What Workers Should Do

The Goldman analysis includes recommendations for workers navigating the AI-disrupted job market:

  • Develop AI fluency: Understanding how to work with AI tools is becoming table stakes
  • Focus on non-routine skills: Complex problem-solving, creativity, and relationship-building remain human advantages
  • Build domain expertise: Deep knowledge of specific industries is harder to automate than generic skills
  • Consider adjacent moves: Roles that complement AI (like AI training and oversight) may offer more security
  • Maintain financial flexibility: Building savings and reducing debt provides a buffer during transitions

Policy Implications

The potential for another layoff wave raises questions for policymakers. Existing unemployment insurance and retraining programs were designed for temporary, cyclical unemployment—not structural displacement from technological change.

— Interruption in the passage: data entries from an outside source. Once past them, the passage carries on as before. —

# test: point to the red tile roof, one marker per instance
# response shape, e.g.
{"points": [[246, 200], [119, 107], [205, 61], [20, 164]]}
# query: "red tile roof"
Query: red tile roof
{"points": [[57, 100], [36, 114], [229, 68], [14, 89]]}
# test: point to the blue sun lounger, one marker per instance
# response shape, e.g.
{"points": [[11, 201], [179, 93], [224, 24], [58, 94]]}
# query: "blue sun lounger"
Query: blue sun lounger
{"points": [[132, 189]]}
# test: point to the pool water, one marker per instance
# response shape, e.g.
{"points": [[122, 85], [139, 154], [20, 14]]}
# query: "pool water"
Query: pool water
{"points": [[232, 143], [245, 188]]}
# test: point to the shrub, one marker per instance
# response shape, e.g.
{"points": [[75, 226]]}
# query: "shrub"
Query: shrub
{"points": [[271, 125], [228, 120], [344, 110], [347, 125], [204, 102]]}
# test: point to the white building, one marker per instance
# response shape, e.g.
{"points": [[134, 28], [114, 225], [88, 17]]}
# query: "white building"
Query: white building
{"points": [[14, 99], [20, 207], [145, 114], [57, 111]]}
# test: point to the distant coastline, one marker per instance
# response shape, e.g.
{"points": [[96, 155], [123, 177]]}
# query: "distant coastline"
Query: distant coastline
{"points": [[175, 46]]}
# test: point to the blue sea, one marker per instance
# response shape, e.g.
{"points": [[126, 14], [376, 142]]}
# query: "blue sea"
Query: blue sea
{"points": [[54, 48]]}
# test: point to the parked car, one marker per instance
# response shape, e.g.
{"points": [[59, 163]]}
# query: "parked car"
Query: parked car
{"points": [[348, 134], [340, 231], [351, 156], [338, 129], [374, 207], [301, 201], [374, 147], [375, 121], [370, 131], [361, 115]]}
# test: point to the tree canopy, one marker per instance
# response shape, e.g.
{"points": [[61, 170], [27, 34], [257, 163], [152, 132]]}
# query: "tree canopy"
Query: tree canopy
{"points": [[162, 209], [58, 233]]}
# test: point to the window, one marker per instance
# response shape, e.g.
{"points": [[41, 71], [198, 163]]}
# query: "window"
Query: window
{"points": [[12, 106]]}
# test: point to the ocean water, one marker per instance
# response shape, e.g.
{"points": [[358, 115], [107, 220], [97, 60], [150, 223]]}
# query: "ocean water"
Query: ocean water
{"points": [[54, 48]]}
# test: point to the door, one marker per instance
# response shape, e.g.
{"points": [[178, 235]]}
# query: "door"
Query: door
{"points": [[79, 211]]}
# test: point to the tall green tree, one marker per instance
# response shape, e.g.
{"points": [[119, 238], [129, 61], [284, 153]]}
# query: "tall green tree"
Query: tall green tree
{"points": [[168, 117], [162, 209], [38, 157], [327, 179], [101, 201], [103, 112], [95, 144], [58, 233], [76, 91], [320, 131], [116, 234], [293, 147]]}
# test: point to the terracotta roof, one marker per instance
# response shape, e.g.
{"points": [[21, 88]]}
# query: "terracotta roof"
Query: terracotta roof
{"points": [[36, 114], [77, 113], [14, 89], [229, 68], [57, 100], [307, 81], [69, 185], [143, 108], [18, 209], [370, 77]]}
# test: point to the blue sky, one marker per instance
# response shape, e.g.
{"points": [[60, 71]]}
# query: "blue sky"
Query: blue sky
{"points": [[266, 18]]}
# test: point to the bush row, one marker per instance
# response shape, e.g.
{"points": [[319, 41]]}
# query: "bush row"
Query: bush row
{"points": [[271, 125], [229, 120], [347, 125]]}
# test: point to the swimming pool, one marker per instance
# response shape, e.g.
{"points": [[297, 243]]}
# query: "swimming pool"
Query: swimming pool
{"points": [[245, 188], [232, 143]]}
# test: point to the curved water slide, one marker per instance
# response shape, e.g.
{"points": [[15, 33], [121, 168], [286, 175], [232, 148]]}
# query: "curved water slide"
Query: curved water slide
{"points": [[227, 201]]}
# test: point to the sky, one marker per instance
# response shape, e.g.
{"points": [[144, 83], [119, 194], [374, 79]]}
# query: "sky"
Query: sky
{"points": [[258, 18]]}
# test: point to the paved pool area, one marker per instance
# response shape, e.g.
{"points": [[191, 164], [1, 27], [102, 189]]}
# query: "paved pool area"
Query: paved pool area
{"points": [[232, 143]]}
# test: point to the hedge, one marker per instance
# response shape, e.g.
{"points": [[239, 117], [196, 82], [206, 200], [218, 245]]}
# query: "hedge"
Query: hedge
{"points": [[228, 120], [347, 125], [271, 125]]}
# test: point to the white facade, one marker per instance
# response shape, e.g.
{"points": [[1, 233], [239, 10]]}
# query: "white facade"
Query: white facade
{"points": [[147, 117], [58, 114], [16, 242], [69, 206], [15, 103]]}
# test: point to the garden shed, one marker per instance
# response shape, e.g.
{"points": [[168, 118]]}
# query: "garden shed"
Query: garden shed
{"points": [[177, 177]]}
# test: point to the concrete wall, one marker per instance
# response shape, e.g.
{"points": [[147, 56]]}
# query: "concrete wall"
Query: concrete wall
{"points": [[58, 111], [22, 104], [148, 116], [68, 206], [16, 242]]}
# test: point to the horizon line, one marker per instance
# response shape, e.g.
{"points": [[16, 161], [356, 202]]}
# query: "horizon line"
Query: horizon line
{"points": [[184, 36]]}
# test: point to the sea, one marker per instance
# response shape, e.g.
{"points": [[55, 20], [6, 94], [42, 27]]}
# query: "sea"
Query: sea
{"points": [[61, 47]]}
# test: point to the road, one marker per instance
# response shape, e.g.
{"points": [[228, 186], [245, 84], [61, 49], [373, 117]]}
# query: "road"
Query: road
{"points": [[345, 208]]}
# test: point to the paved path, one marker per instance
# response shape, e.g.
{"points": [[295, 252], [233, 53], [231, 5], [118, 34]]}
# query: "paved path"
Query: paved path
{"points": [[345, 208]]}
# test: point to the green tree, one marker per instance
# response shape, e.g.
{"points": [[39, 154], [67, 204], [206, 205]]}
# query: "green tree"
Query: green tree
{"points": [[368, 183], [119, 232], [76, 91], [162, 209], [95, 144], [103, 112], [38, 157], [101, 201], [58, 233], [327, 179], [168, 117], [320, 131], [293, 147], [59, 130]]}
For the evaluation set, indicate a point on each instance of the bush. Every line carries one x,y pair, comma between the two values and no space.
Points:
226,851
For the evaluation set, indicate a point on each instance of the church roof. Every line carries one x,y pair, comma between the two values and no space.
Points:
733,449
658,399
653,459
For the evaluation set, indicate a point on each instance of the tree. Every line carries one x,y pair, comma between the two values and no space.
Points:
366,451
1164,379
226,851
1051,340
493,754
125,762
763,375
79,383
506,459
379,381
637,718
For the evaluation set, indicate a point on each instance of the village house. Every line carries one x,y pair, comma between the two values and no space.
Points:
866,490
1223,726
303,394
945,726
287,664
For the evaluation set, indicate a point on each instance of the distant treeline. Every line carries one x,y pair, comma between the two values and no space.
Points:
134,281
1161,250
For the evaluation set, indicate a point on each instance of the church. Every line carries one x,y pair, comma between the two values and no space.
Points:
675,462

Potential policy responses under discussion include:

  • Extended unemployment benefits: For workers displaced by automation
  • Skills training funding: Subsidizing education in AI-adjacent fields
  • Transition assistance: Support for workers moving to new industries or regions
  • Universal basic income: More radical proposals to decouple income from employment

None of these solutions are without controversy or tradeoffs, and the political will to implement them remains uncertain.

The Bottom Line

Goldman Sachs' warning about a potential AI layoff wave 2.0 serves as a reality check for anyone assuming the technology revolution will be painless. While AI will undoubtedly create new opportunities and drive economic growth, the transition period may be rocky for millions of workers whose skills no longer match employer needs.

For individual workers, the message is clear: proactive adaptation is essential. Those who wait for the layoff notice before developing new skills may find themselves competing with a rapidly growing pool of displaced workers for a limited number of positions.

The AI revolution is happening whether we're ready or not. The question is whether individuals, companies, and policymakers can manage the transition in ways that distribute both the benefits and the burdens fairly.